The R&D Appropriations Dashboard, created by AAAS’s R&D Budget and Policy Program, provides anyone with an interest in following federal science funding an easy and accessible way to monitor a process that is often hard to follow, said Program Director Matt Hourihan.
A wide range of stakeholders, from scientists to university administrators to federal agency personnel, carefully monitor such developments, he added.
The appropriations process is sprawling and difficult to follow.
The collection of such a dizzying array of data from multiple sources into a single place is the dashboard’s strongest feature and makes it a particularly useful analytical tool, Hourihan added.
“The challenge is presenting information in one place and in a way that makes it easy to understand exactly what’s happening at a glance,” said Hourihan.
Since the White House released its budget proposal, the R&D Budget and Policy Program has analyzed the impact of the budget blueprint on science programs throughout federal agencies.
The latest budget analysis, for instance, reports that while the president’s fiscal 2018 budget proposal calls for 9.4% increase in Defense spending, very little of that increase would benefit the Pentagon’s science and technology programs.
Indeed, the Defense Department’s S&T programs would decline by about 5.4% below current fiscal 2017 funding levels.

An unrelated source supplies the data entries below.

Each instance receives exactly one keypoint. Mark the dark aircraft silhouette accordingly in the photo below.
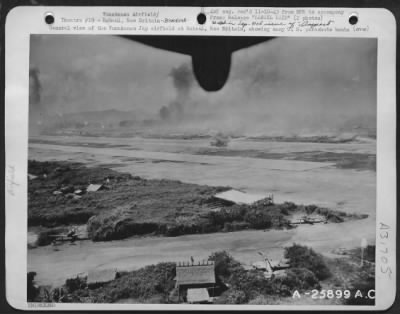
(211, 55)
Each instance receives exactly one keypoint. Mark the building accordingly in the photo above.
(195, 283)
(97, 278)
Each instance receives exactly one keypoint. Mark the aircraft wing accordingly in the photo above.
(211, 55)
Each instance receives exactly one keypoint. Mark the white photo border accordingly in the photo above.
(21, 22)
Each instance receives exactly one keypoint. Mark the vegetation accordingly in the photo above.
(148, 282)
(129, 205)
(305, 257)
(155, 283)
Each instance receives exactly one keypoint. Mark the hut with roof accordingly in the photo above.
(195, 282)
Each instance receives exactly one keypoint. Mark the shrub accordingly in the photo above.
(73, 284)
(304, 257)
(233, 296)
(46, 237)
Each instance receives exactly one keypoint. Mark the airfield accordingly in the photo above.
(190, 160)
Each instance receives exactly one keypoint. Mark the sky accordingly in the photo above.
(287, 83)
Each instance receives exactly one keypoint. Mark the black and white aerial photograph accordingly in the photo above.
(202, 170)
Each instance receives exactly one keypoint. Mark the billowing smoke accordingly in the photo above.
(183, 79)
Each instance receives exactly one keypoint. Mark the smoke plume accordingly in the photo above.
(183, 79)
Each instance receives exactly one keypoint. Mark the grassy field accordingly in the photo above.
(309, 270)
(129, 205)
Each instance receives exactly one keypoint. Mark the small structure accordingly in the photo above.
(190, 277)
(232, 197)
(31, 176)
(94, 187)
(99, 277)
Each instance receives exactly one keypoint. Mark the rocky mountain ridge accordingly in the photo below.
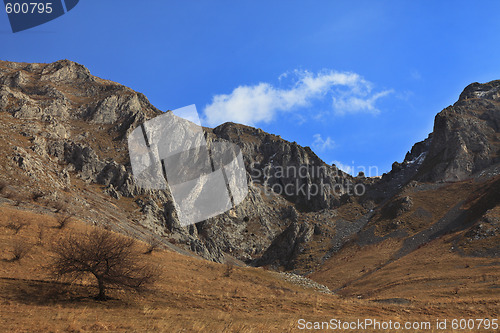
(64, 133)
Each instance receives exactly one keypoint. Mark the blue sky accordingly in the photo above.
(358, 82)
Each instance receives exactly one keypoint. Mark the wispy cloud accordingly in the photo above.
(355, 104)
(344, 167)
(320, 144)
(264, 102)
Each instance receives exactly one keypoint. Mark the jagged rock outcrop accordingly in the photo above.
(466, 136)
(65, 130)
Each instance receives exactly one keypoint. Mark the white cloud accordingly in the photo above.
(263, 102)
(344, 167)
(321, 144)
(355, 104)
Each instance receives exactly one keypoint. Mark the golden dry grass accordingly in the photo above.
(192, 295)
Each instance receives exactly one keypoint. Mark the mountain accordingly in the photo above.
(64, 147)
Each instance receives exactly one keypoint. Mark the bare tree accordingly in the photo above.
(109, 257)
(153, 244)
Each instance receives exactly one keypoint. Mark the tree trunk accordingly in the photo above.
(102, 290)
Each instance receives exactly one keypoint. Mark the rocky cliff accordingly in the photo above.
(63, 141)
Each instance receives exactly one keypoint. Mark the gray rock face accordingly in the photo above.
(287, 246)
(76, 126)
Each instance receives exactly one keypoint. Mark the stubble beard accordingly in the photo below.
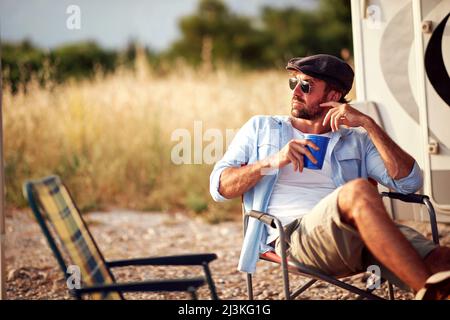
(306, 114)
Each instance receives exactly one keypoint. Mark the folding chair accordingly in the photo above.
(289, 266)
(58, 215)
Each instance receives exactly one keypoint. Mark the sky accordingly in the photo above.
(111, 23)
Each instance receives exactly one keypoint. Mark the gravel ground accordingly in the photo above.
(32, 271)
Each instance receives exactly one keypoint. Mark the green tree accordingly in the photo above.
(214, 33)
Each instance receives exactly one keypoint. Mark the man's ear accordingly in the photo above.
(333, 95)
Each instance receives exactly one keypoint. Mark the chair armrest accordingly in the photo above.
(154, 285)
(421, 199)
(180, 260)
(263, 217)
(413, 197)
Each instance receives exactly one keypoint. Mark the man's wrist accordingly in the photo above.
(367, 123)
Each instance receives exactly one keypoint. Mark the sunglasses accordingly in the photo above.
(304, 85)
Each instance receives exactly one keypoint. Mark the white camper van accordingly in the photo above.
(402, 62)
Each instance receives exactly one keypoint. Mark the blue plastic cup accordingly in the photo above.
(322, 143)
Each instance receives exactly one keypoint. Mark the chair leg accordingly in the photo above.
(210, 281)
(303, 288)
(192, 291)
(249, 286)
(391, 291)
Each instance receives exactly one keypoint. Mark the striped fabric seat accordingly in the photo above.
(54, 209)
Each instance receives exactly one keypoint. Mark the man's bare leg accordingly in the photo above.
(361, 206)
(438, 260)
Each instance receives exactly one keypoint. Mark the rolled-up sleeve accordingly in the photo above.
(377, 170)
(238, 153)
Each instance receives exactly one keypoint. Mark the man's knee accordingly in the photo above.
(355, 196)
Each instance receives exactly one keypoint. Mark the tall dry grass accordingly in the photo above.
(109, 138)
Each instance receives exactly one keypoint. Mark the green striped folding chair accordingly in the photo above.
(58, 215)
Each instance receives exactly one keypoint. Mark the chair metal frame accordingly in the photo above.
(189, 285)
(289, 266)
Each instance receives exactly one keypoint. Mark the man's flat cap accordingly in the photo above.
(325, 67)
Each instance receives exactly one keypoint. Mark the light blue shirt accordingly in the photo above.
(353, 156)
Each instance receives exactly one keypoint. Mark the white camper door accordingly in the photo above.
(436, 52)
(391, 39)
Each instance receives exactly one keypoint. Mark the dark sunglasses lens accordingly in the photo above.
(293, 83)
(305, 86)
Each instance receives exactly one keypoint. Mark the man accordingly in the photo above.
(334, 218)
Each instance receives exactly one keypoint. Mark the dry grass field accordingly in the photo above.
(110, 138)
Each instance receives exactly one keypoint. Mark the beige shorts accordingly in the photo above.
(323, 241)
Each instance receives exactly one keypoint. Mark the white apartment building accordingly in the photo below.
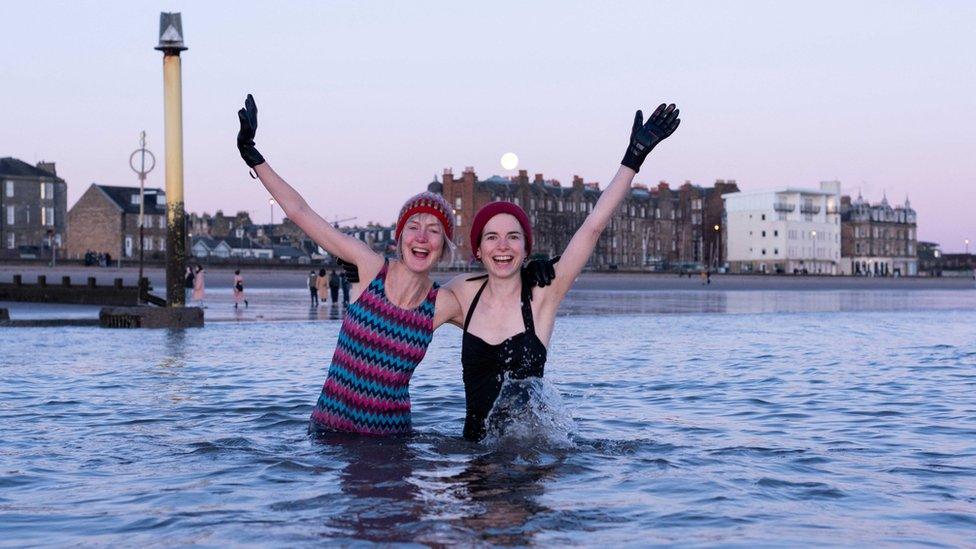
(788, 231)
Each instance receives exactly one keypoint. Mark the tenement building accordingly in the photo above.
(33, 203)
(785, 231)
(655, 228)
(105, 220)
(878, 240)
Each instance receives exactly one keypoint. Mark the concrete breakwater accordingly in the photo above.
(65, 291)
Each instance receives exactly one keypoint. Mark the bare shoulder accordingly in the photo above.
(369, 266)
(465, 286)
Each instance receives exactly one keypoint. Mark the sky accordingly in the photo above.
(361, 104)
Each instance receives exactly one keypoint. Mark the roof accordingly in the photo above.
(14, 167)
(210, 243)
(241, 243)
(122, 196)
(287, 251)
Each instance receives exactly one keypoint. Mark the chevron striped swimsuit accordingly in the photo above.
(367, 388)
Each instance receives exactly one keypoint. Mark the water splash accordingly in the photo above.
(529, 414)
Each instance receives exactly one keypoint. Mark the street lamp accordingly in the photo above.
(813, 235)
(718, 259)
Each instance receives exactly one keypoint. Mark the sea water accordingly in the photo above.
(798, 420)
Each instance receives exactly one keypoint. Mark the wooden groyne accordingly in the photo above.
(89, 293)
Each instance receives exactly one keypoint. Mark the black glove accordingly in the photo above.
(539, 272)
(352, 271)
(644, 137)
(245, 137)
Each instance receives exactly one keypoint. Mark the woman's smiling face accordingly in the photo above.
(422, 242)
(502, 247)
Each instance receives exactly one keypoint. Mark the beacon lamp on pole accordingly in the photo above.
(718, 261)
(813, 236)
(171, 44)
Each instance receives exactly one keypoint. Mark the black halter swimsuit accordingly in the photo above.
(521, 356)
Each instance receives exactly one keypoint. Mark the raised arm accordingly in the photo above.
(321, 231)
(643, 138)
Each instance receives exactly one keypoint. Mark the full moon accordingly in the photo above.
(509, 161)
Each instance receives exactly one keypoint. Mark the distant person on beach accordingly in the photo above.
(322, 286)
(344, 285)
(507, 324)
(239, 289)
(188, 280)
(313, 289)
(334, 284)
(387, 328)
(198, 286)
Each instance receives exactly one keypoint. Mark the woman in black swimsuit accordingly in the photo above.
(495, 307)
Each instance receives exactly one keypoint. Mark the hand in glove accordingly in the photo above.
(245, 137)
(539, 272)
(644, 137)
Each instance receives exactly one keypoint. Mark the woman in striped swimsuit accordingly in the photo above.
(386, 331)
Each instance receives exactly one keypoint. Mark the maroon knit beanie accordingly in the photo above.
(492, 209)
(427, 202)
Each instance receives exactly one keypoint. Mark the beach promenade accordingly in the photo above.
(263, 278)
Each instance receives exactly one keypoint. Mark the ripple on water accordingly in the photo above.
(785, 427)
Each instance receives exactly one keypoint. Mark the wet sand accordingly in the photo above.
(624, 281)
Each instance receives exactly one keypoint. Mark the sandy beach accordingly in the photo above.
(295, 278)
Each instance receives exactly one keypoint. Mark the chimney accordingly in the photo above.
(48, 167)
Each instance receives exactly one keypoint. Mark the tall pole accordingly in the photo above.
(171, 44)
(141, 171)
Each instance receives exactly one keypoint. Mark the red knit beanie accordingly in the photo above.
(427, 202)
(492, 209)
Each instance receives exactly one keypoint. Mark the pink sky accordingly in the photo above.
(362, 103)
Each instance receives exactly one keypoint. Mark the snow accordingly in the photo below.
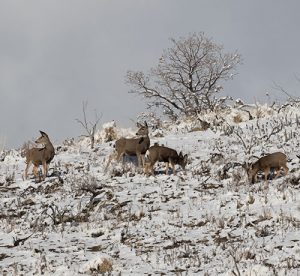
(208, 220)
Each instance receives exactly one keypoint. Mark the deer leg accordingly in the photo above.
(286, 169)
(266, 172)
(110, 158)
(44, 169)
(167, 168)
(173, 168)
(35, 171)
(26, 170)
(120, 155)
(140, 160)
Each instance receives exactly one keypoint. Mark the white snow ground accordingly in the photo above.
(208, 220)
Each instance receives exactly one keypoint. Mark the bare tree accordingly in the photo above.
(90, 127)
(187, 78)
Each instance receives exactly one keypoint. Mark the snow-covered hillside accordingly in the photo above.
(209, 220)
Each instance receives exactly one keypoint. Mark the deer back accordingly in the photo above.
(273, 160)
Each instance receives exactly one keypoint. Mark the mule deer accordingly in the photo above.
(276, 160)
(158, 153)
(132, 146)
(40, 156)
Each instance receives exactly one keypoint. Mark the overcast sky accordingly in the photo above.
(55, 54)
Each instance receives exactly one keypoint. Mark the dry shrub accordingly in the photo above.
(105, 267)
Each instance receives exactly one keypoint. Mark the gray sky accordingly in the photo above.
(54, 54)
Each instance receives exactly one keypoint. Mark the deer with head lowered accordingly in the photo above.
(40, 156)
(276, 160)
(133, 146)
(170, 156)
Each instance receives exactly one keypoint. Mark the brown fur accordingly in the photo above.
(132, 146)
(276, 160)
(40, 156)
(170, 156)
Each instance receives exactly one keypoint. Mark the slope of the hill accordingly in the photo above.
(208, 220)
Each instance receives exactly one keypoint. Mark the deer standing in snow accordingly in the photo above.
(276, 160)
(170, 156)
(40, 156)
(132, 146)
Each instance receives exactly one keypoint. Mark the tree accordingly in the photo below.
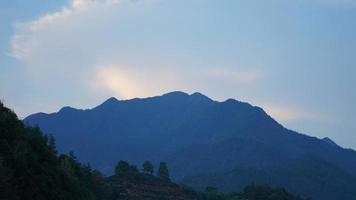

Still, the proposed funding level, while a decline, would represent a 3.5% spending increase above FY 2016 levels.
The budget cycle begins with the president’s annual budget proposal outlining White House spending requests for each federal agency and program. House and Senate appropriators separately debate and draft spending measures that work their way first through the House and then the Senate. Congress eventually sends a final version to the president for his signature.
In recent years, Congress has rarely followed the course designed by the founding fathers and more often completes action only on select appropriations measures – the bill setting Defense Department spending being a case in point – and wraps the remaining measures into a giant omnibus appropriations bill that sets spending levels for the rest of the government for the fiscal year.
The dashboard – launched on June 5 – displays the president’s requests and will track changes made by the House and Senate appropriations subcommittees and the full committees as they move through each chamber and the final version sent to the president to sign into law. Observers will be able to follow bills through each step of the decision making process.
The tool currently presents data from the White House’s May 23 budget proposal. The R&D Budget team will update the dashboard as the House and Senate appropriations panels work through the appropriations system.
On June 21, Hourihan will lead a webinar providing in-depth analyses of the president’s science funding proposals and outline any potential congressional action.